A Ufac é parceira em pesquisa desenvolvida no município de Sena Madureira (AC), a qual identificou limitações no conhecimento sobre a leishmaniose cutânea entre pacientes e profissionais da saúde, além de barreiras geográficas e estruturais que dificultam o acesso ao diagnóstico e ao tratamento precoce em áreas rurais endêmicas.

Os resultados do estudo foram publicados, em maio, na revista eletrônica “Acervo Saúde”, vol. 26(5), com o título “Leishmaniose Cutânea na Amazônia Ocidental: Lacunas no Conhecimento e Barreiras de Acesso Assistencial em Áreas Endêmicas”. O artigo tem coautoria de pesquisadores da Ufac.

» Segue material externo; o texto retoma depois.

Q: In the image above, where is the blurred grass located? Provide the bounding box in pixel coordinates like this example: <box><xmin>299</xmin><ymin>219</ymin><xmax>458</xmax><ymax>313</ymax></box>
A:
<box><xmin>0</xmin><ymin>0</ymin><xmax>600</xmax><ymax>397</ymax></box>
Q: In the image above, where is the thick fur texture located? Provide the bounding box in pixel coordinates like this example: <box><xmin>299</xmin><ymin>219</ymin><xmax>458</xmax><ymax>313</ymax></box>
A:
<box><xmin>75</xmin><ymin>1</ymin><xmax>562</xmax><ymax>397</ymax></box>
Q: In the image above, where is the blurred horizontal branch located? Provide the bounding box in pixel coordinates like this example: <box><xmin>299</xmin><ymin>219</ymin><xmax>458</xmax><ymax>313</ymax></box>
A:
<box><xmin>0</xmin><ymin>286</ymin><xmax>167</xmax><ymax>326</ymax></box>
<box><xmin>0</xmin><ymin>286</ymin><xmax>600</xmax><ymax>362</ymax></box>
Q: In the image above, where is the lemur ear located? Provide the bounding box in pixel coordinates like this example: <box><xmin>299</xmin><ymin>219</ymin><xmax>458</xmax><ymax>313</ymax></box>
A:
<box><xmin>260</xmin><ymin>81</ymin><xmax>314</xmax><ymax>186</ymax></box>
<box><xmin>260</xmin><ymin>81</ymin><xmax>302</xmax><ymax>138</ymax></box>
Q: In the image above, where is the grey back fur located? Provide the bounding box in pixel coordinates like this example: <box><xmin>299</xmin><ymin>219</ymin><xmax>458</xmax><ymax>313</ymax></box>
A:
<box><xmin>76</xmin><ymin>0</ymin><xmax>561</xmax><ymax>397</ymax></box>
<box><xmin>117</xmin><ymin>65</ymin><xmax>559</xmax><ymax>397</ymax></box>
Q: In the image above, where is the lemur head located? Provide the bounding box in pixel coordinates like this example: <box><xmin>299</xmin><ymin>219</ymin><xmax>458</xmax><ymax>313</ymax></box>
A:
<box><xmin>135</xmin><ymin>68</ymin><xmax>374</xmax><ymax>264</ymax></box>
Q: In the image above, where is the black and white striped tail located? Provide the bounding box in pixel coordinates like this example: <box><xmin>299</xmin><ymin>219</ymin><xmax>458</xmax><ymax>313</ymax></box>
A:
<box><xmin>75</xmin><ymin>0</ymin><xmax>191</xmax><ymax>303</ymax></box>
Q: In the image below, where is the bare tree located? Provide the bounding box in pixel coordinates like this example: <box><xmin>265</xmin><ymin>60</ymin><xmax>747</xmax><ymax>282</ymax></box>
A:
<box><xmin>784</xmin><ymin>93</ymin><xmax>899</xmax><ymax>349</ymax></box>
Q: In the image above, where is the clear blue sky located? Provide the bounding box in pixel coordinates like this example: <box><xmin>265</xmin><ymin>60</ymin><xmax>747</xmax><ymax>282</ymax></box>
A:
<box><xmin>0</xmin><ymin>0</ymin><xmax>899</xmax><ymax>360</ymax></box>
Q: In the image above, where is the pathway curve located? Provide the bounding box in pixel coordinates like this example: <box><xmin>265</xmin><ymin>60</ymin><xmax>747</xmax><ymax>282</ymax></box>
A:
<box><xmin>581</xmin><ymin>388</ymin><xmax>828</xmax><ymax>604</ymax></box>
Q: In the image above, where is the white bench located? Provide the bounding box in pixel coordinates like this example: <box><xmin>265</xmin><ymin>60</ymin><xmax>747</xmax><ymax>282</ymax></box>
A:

A pesquisa foi realizada com 50 pacientes com suspeita clínica de leishmaniose cutânea e 51 agentes de saúde, sendo 63% agentes comunitários de saúde e 37% agentes de combate às endemias.

“Em nosso trabalho, identificamos que tanto os profissionais da saúde quanto os pacientes possuem informações limitadas sobre a doença. Conhecer as limitações para acesso ao diagnóstico e tratamento precoce é uma das principais estratégias para a implementação de programas de controle e de educação em saúde que contemplem o perfil epidemiológico e social das populações de áreas endêmicas”, disse o autor do estudo, Leandro Siqueira de Souza, do Instituto Oswaldo Cruz (IOC).

A região Norte é responsável por mais da metade dos casos da doença no Brasil; o Acre conta com mais de 11 mil casos notificados na última década. Em 2025, os municípios acreanos de Xapuri, Marechal Thaumaturgo, Assis Brasil, Sena Madureira e Brasileia foram classificados pelo Ministério da Saúde como áreas de risco intenso para transmissão da doença.

“A região amazônica é uma área endêmica para a leishmaniose cutânea, uma doença negligenciada que afeta principalmente populações de comunidades tradicionais”, contou o pesquisador Reginaldo Peçanha Brazil, do IOC. “Conhecer as limitações no conhecimento tanto dos pacientes como de profissionais da saúde de áreas endêmicas é fundamental para o sistema de saúde do Estado do Acre e para o controle mais efetivo da doença.”

A investigação integra um projeto de pesquisa coordenado por Brazil. Além da Ufac, são parceiros na pesquisa a Universidade Federal de Minas Gerais, a Universidade de Brasília, o Instituto Chico Mendes de Conservação da Biodiversidade e a Secretaria de Estado de Saúde do Acre.

Pela Ufac, são coautores do artigo os pesquisadores Andréia Luísa Peixinho da Silva Guimarães, Francisca Alana Costa de Souza, Marcos Bruno Zacarias Campelo, Breno Kalyl Freitas Nascimento, Andreia Fernandes Brilhante e Francisco Glauco de Araújo Santos. Os estudos contam com financiamento do Conselho Nacional de Desenvolvimento Científico e Tecnológico (CNPq) e apoio de instituições parceiras.